Die Liebe der Baumeisterin: Roman (German Edition) by Rehn Heidi
Autor:Rehn, Heidi [Rehn, Heidi]
Die sprache: deu
Format: epub
ISBN: 9783426420652
Herausgeber: Knaur eBook
veröffentlicht: 2013-10-16T22:00:00+00:00
6
Mitten in der Unterhaltung wurde Dora plötzlich still, richtete den Blick fasziniert durch das kleine Fenster, das die Wagenplane nach vorn an der Schulter des Fuhrmanns vorbei öffnete. Wie oft hatte sie sich in den letzten Jahren diesen Anblick in Gedanken ausgemalt, hatte wieder und wieder nachgelesen, was Urahn Laurenz Selege dazu schrieb, hatte seine detailgetreuen Zeichnungen so oft betrachtet, dass sie zuletzt bereits fürchtete, sie verblassten allein schon ob des vielen Anschauens. Veit Singeknechts schwärmerische Schilderungen hatten schließlich ein Übriges dazu beigetragen, ihre Vorstellungen so weit auszuschmücken, bis sie irgendwann meinte die Marienburg bis in jeden einzelnen Backstein hinein zu kennen, ohne überhaupt je einen Fuß dorthin gesetzt zu haben. Dennoch überwältigte sie das Schauspiel dort im Westen nun vollends. Stocksteif saß sie da, konnte nur noch starren und staunen, völlig unfähig, je wieder damit aufzuhören. Veit hatte recht gehabt, das Studieren von Büchern konnte das wahrhaftige Schauen nicht ersetzen. Erst dabei erfasste man mit allen Sinnen, was das Besondere eines Baus ausmachte.
Die Reisegefährten mussten ihre besondere Stimmung ahnen. Teilnahmsvoll verstummten auch sie, um ihr die Ruhe zu schenken, das gewaltige Bild andächtig in sich aufzusaugen. Lediglich Mathilda, ihr schräg gegenüber, entfuhr einmal mehr ein abschätziges Schnaufen. Dora kümmerte das nicht. Sie hatte die Base nicht gebeten, sie zu begleiten. Dennoch ließ Mathilda seit Anbruch der Reise vor fünf Tagen kaum eine Gelegenheit aus, ihr Verhalten zu missbilligen. Längst schenkte Dora ihr nur noch die notwendigste Beachtung.

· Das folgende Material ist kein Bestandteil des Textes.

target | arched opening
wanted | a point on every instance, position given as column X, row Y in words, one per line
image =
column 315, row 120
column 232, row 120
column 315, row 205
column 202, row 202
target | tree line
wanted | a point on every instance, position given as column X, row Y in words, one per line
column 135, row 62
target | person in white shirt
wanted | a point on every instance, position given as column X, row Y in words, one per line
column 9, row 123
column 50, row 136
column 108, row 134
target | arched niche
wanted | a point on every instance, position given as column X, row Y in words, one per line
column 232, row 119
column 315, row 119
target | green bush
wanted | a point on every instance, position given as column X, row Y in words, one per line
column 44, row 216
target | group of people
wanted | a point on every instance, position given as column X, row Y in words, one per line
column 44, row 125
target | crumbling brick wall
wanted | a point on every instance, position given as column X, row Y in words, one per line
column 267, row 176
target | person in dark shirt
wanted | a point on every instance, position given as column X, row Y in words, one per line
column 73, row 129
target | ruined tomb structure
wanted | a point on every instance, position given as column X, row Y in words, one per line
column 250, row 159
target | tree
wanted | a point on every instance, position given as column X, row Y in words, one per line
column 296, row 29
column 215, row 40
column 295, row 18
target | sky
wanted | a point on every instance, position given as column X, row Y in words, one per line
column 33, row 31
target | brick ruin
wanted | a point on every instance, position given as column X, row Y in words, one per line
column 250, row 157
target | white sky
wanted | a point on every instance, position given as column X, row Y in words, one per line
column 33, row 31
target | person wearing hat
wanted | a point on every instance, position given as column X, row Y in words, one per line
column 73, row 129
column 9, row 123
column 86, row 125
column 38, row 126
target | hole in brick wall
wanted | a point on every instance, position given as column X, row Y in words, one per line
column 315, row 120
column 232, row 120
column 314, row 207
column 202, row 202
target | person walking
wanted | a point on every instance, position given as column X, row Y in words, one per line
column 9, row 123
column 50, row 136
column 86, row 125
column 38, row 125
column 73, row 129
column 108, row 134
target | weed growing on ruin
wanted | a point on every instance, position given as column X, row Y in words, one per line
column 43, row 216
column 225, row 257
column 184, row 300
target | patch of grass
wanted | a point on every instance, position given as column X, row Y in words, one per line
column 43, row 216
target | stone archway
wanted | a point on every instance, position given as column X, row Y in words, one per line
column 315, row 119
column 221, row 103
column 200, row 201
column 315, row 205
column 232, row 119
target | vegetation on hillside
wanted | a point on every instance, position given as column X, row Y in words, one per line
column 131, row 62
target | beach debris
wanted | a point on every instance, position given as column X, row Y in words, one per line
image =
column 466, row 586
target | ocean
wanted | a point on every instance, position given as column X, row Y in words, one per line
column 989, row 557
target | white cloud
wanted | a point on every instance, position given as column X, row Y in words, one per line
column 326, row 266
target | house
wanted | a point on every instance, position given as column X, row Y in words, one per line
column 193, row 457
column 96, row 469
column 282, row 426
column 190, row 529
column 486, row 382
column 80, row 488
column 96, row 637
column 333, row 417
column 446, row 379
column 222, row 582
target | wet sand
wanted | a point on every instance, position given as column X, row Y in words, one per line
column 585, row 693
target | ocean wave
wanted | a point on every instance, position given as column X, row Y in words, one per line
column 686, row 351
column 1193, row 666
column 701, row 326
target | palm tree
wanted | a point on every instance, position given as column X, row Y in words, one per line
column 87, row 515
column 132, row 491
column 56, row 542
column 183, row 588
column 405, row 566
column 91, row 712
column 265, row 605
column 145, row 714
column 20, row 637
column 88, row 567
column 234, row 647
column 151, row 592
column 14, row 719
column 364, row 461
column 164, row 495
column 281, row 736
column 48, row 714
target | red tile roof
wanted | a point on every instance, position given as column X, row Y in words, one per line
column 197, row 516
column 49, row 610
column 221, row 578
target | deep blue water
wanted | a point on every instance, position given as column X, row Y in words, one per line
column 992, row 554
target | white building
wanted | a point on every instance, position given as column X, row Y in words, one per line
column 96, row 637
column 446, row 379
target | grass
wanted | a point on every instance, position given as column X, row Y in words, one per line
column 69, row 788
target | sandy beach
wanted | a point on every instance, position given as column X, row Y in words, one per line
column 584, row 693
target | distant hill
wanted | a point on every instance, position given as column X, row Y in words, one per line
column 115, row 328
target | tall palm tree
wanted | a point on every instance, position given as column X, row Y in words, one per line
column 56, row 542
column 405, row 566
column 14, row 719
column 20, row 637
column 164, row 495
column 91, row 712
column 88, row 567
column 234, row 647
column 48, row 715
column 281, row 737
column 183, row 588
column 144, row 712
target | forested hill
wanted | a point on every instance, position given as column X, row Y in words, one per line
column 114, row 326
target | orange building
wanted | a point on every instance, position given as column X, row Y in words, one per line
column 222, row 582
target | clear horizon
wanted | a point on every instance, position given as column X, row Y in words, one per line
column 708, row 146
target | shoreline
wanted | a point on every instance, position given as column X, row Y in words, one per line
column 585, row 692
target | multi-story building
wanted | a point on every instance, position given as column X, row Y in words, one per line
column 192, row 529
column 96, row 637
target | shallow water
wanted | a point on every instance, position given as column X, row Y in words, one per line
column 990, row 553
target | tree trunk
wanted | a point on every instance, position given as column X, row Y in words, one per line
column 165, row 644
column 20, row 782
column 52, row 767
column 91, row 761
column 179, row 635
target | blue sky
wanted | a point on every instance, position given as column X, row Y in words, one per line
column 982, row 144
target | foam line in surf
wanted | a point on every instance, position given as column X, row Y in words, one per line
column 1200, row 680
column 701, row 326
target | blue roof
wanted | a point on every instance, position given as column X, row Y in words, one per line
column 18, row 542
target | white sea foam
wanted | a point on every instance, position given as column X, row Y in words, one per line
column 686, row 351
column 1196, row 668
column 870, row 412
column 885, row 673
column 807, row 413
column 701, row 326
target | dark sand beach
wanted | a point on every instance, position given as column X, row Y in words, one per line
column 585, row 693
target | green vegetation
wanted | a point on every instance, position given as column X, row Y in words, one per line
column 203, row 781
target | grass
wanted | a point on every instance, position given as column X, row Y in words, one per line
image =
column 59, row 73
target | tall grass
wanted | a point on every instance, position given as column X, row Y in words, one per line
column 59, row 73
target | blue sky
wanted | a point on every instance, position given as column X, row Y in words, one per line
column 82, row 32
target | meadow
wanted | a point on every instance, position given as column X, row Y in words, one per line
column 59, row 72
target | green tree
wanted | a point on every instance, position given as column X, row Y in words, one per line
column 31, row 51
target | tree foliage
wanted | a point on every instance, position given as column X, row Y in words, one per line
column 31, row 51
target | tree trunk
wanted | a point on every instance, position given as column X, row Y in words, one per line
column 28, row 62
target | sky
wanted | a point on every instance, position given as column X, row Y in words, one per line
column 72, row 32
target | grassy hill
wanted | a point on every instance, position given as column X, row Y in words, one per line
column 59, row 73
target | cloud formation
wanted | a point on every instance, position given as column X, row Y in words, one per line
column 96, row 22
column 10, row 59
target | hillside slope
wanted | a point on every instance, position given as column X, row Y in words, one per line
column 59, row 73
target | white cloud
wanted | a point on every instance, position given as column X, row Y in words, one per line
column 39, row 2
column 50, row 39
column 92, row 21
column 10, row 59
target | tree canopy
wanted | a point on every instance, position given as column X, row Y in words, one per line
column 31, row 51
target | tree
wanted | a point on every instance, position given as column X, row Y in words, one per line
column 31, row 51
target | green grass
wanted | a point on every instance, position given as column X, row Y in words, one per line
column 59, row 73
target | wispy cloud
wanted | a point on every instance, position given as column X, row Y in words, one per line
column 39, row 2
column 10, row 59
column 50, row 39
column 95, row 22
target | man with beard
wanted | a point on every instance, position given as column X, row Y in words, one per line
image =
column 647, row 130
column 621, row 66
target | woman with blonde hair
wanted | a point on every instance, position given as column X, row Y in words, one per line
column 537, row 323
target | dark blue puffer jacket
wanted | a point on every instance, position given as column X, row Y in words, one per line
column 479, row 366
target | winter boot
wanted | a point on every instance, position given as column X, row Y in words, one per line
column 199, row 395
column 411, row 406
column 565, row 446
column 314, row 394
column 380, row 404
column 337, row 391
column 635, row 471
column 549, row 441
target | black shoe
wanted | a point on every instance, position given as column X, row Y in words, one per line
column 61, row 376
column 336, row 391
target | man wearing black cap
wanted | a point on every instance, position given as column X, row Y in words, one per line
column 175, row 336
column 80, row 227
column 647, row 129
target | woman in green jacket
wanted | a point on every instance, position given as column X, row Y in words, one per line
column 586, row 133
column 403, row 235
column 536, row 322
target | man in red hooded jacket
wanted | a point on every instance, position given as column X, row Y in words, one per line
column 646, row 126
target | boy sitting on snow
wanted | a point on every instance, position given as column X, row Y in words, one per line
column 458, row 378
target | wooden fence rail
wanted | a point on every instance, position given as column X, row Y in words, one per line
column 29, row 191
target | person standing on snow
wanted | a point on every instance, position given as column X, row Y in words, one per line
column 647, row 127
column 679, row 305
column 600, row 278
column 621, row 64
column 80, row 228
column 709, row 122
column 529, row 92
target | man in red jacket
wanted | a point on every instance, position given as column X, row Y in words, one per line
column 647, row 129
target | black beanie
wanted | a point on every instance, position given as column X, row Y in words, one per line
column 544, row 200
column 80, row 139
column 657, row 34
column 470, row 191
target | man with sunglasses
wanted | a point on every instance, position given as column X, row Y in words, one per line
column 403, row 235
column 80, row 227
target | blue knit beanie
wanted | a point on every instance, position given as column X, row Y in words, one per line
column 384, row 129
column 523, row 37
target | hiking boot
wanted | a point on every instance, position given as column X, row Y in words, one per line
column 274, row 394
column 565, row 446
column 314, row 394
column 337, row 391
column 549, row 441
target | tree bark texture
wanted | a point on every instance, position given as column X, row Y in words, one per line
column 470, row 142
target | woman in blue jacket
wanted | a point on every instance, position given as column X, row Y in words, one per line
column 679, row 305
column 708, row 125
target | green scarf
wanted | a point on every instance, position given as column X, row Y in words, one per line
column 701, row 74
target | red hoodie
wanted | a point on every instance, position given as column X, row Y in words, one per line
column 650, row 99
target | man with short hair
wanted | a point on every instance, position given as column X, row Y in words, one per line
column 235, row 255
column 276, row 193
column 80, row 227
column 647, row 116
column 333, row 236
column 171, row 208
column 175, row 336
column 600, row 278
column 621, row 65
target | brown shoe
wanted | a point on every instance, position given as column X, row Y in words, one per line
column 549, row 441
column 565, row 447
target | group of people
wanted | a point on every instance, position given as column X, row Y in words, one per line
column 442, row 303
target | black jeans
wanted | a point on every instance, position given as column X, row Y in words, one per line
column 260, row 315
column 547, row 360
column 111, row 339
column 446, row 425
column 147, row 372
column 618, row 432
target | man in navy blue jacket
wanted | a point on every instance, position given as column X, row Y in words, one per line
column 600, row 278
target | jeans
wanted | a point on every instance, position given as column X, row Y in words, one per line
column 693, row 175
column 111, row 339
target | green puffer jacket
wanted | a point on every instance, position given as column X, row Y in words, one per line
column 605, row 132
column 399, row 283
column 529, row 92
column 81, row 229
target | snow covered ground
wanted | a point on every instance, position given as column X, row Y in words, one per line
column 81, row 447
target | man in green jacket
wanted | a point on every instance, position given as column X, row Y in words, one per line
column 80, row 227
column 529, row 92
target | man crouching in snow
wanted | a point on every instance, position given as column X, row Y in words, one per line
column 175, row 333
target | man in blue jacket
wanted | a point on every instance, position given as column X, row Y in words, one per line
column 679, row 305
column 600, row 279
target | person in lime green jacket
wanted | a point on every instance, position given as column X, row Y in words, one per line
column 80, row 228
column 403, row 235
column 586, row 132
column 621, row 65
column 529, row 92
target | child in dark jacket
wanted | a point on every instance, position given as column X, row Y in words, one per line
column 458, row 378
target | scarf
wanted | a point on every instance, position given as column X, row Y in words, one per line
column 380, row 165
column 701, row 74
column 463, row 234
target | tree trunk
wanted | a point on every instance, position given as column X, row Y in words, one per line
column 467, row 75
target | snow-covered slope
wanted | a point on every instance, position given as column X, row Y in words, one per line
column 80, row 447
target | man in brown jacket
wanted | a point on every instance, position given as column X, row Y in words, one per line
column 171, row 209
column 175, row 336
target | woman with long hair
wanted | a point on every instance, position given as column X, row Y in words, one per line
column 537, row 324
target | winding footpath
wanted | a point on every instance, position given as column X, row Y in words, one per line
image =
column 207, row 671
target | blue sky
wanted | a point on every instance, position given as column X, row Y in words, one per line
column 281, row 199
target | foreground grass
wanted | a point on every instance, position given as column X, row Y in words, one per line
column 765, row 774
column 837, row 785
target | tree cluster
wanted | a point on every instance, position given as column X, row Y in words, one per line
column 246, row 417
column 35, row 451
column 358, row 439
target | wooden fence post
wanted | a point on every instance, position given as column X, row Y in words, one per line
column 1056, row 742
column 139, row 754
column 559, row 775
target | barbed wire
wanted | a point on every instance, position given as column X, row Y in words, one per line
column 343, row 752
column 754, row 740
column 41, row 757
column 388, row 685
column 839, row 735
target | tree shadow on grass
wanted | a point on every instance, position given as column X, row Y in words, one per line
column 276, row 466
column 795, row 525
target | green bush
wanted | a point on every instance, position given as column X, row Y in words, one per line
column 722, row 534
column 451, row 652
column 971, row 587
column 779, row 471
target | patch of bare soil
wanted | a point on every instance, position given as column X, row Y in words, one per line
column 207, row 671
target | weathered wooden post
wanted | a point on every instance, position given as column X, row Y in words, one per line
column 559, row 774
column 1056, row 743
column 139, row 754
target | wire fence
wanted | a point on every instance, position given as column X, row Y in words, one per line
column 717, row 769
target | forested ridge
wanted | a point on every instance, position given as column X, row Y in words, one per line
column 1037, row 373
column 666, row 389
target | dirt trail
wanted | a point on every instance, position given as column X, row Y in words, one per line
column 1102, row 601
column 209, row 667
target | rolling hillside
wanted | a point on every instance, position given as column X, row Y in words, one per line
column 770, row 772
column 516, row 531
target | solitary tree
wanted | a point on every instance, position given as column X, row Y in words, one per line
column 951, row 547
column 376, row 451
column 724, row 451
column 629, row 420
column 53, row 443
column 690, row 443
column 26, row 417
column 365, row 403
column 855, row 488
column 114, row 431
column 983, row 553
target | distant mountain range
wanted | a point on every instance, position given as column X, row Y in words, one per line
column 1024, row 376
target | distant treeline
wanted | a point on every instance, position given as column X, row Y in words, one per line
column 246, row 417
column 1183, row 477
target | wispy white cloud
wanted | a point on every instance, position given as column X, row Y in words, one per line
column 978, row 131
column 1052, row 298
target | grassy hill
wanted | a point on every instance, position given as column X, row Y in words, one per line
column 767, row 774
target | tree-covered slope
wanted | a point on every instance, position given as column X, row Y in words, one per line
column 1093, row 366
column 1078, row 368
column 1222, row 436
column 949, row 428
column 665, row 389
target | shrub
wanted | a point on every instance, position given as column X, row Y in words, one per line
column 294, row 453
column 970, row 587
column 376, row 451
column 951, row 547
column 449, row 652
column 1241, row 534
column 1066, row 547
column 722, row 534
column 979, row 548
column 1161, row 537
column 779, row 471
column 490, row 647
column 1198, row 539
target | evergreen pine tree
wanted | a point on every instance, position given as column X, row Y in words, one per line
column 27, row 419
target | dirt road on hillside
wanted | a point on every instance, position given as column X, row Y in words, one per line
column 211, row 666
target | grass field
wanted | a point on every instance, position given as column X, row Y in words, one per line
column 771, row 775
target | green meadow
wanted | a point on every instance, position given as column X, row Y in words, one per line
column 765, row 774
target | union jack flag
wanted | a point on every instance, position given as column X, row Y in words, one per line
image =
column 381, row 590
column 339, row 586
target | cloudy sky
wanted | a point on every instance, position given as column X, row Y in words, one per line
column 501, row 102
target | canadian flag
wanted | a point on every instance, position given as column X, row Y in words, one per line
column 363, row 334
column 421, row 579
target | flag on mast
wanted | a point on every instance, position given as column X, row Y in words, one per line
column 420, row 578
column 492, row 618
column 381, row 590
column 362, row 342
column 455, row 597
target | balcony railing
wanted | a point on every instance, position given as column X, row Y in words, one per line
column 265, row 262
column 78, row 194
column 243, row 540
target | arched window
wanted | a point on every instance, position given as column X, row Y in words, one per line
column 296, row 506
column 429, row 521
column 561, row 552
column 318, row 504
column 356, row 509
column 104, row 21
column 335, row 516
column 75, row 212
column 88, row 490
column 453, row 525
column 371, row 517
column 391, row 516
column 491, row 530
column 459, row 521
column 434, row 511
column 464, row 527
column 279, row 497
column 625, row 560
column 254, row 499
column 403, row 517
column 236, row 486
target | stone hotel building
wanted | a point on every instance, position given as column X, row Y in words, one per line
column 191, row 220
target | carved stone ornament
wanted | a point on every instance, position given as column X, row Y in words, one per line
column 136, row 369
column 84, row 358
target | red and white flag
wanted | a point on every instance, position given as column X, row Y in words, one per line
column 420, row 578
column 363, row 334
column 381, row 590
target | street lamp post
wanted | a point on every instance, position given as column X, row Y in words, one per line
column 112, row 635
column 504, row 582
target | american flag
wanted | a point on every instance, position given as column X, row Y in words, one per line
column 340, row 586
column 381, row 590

Im Licht der Abendsonne entfaltete die Marienburg ihren kolossalen Zauber. Das satte Rot der trutzigen Backsteinmauern und Türme verschmolz mit dem warmen Gelbrot des sinkenden Sonnenballs zu einem stimmigen Farbenspiel, wie Dora es bislang nie gesehen hatte. Weit strahlte dieses besondere Gemisch in die Ebene aus, die vom sommerlichen Grün der Felder bis hinauf in das abendliche Glühen des Firmaments reichte. Mehr als einmal schimmerte darin Bernstein auf. Es war, als dränge das Gold der Ostsee bis in höchste Himmelssphären.
Noch beeindruckender als diese Farbenpracht erschienen Dora alsbald die Ausmaße der ehemaligen Ordensburg, die sich seit gut einhundert Jahren im Besitz der polnischen Krone befand. Dass die Könige aus dem Haus der Jagiellonen die Residenz nur selten aufsuchten, und wenn, dann lediglich den alle Mauern und Zinnen überragenden Hochmeisterpalast bewohnten, war der Anlage schon von weitem anzusehen. Das noch unter dem ordensritterlichen Heerführer und späteren Hochmeister Heinrich Reuß von Plauen angelegte Bollwerk, bei dessen Bau Urahn Laurenz mit seinem Danziger Meister Jagusch beteiligt gewesen war, wies mittlerweile deutliche Lücken auf.
Hoch- und Mittelschloss dienten als Sitz der polnischen Verwaltung Preußens Königlichen Anteils, wie Veit Dora einmal erklärt hatte. Neben dem Starost und dem ihm unterstellten Burggrafen bewohnten der Schatzmeister der Provinz sowie der Marienburger Woiwode mitsamt ihrem Gefolge die Gebäude. Auf dem übrigen Burggelände wie in der Vorburg siedelten neben den einquartierten Burgmannschaften längst auch zahlreiche Handwerker und Kaufleute mit ihren Familien. Die umliegenden Wiesen dienten als Weide- und Ackerflächen, galt das Nogatdelta doch als sehr fruchtbares Land. So herrschte rund um die Burganlage ein munteres Getümmel, zumal der anbrechende Abend die Hütejungen gerade das Vieh sammeln und ins Innere der früheren Wehranlage treiben ließ.